Enjoying ‘lighter later’ – the joy of daylight saving time for a SAD sufferer
I always get a little giddy at this time of year, and that’s because of the prospect of longer evenings. I’m one of those people who doesn’t get on with winter gloom. Whether I actually have seasonal affective disorder or not, I don’t know for sure. But I do know that as the evenings draw in, I feel a sense of foreboding, like a cloak of oppression lurking just out of reach. When the clocks change in October, instantly plunging evenings into early darkness, it’s like a cloak that surrounds me until the longer days return, and that I constantly have to fight.
Fortunately, at the advice of a Twitter chum, I stumbled across a SAD lamp that helps me through the worst of times. It sits on my desk, searing my retinas during the bleakest days of winter, somehow tricking my brain into thinking sunshine is blazing outside when in fact everything is shrouded in inky blackness peppered with the occasional half-hearted glow of a street lamp. But on Friday, I put my SAD lamp away, and it gave my heart a little leap of joy.
It’s for this reason that I remain militant in my support for daylight saving time.
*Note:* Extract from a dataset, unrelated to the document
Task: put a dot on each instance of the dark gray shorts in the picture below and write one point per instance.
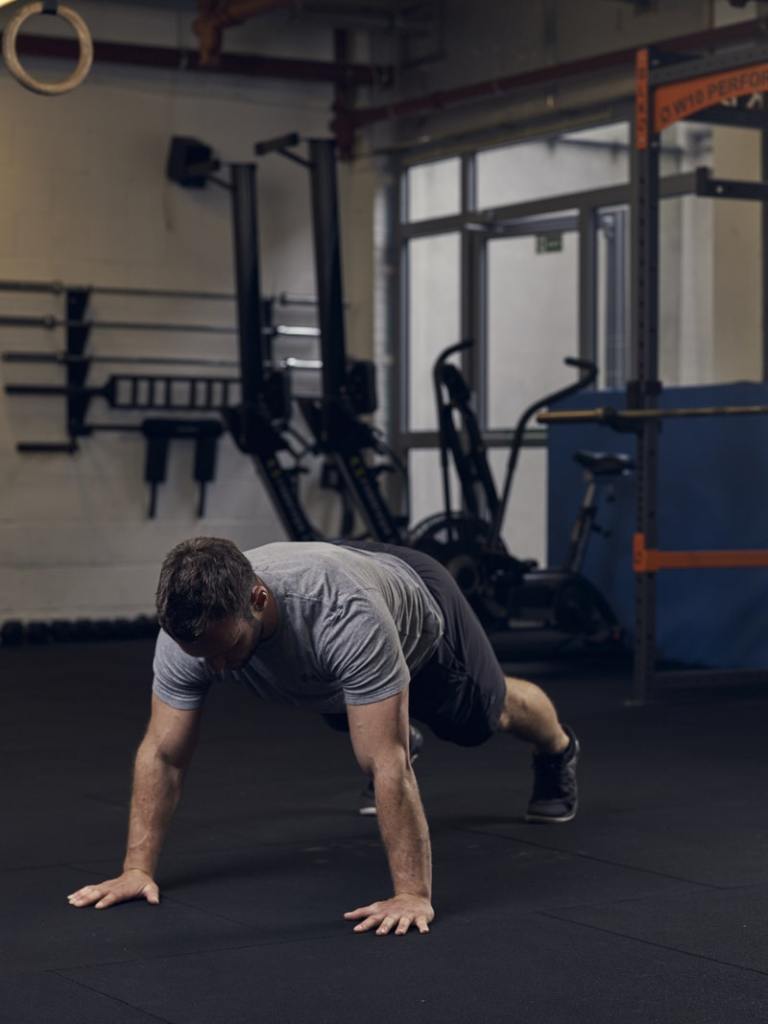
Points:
(460, 691)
Yet every year I see an increasing number of people grumbling about it. Mostly, it seems, people hate the clocks changing by an hour twice a year; and many people complaining (lots and lots of people in the USA) live much nearer the equator than I do, and so aren’t affected nearly as much.
Here in the UK, we’d have 3am sunrises at the height of summer if daylight savings went away, yet would lose ‘lighter later’ evenings. There have been attempts in the past to address this, with campaigns suggesting the UK moves to the same time zone as France. I suspect nothing will change in the foreseeable future, not least because the Daily Mail would explode in a froth of fury if THEY over in THE EVIL EU would ever TAKE OUR TIME ZONE (or something), regardless of the various studies that suggest the UK on CET would reduce depression, energy use and road deaths.
Still, I’m happier again for seven months now we’re on summertime; but I certainly wouldn’t complain if everyone in the UK somehow forgot to put the clocks back come October.